The weather while in Ohiopyle was hot and humid, but it rained the day we left for Keystone. Once the rain passed, the humidity and temperatures dropped quite a bit. It was perfect weather—warm days and cool evenings and mornings with a slight breeze. I actually had to break out some jeans and wished I had packed a hoodie.
Keystone: We chose this park specifically because we both had read that the biking there was amazing, but we found that to be incorrect, or at least not very accessible without a car. The loop from our campsite and around the lake was about 3.5 miles. We could do it fairly quickly, so we got bored of it. The surrounding hiking trails were designated for foot traffic only, and were fairly short trails. We really slowed down on our physical activity when we arrived at this park, but it was a nice break.
We went into full vacation mode at Keystone. We’d walk the loop with Stevie in the late mornings and take another stroll in the late afternoon. We hung out at the site most of the day, and took some late afternoon or evening bike rides. I think 4-nights there was probably too long though. We were getting restless after a couple of days. It was an adjustment to get used to a slower pace.

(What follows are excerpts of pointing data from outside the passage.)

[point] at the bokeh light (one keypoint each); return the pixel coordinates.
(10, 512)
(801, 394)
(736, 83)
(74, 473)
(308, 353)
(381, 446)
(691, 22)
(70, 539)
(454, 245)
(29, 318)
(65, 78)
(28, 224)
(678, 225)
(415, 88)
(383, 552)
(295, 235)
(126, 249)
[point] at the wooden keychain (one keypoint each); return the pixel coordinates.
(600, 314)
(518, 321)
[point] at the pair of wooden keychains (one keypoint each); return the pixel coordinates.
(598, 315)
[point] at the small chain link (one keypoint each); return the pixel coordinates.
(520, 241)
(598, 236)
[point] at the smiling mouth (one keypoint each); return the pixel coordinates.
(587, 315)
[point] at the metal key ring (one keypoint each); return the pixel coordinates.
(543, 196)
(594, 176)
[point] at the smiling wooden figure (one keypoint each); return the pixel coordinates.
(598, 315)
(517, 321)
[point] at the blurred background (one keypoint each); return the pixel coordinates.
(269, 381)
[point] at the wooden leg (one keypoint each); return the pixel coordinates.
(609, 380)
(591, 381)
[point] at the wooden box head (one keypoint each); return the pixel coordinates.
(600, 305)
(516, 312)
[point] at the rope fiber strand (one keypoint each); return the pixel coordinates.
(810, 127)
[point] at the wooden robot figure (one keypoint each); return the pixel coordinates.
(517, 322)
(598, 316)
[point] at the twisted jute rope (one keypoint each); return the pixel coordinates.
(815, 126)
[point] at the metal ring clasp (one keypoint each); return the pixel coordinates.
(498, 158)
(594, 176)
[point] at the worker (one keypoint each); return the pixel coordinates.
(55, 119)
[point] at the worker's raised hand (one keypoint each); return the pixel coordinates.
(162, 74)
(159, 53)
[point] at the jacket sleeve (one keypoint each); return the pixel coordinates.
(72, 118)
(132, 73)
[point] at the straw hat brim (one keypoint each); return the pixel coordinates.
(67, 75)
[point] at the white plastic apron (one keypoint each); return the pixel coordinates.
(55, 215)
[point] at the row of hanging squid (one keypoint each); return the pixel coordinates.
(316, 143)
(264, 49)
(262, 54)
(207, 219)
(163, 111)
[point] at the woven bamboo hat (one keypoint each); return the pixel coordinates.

I should also mention that you can rent boats, kayaks, stand-up paddle boards, and canoes at Keystone Lake. There were a lot of people fishing from the shore as well. There’s a designated swimming and beach area, but it was incredibly busy during the weekend. Not only did the beach clear out after the weekend, but our campground was nearly empty.
How’s Stevie Mix Doing?
Stevie is always up for an adventure! We started calling her Dirt Dog because second after exploring hiking trails and watching chipmunks around the campsite, her favorite camping activity seems to be snoozing while lying in the dirt.
Stevie also seems completely comfortable riding in the RV and staying inside alone when we’re riding our bikes. Earlier this year she started to really protest being crated when we left the house. She would bark loudly when we put her inside—something she had never done before. She would also walk past her crate into Andy’s office to avoid going in. She was telling us she didn’t need it anymore, so we started to gradually leave her out at home, and eventually put her crate away entirely. We weren’t sure how she might act inside the RV alone, so we packed a crate for the trip, but ended up not using it. Occasionally she would bark when she saw us ride away on our bikes, but it didn’t last long. With the long morning hikes and no real daytime naps, she was pretty exhausted. I think she probably enjoyed us leaving for a bit so she could catch up on her beauty rest.
Where Are We Headed Next?
Later in the fall and possibly into winter, we’re considering Georgia, Kentucky (hopefully a bourbon tour!), Hilton Head, and South Carolina for longer stays. We’re actively researching that now, so stay tuned for updates.
As promised previously, an RV tour can be viewed here
I hope you’ve managed to make the most of your summer this year. Best of luck to everyone returning to school—children and teachers alike.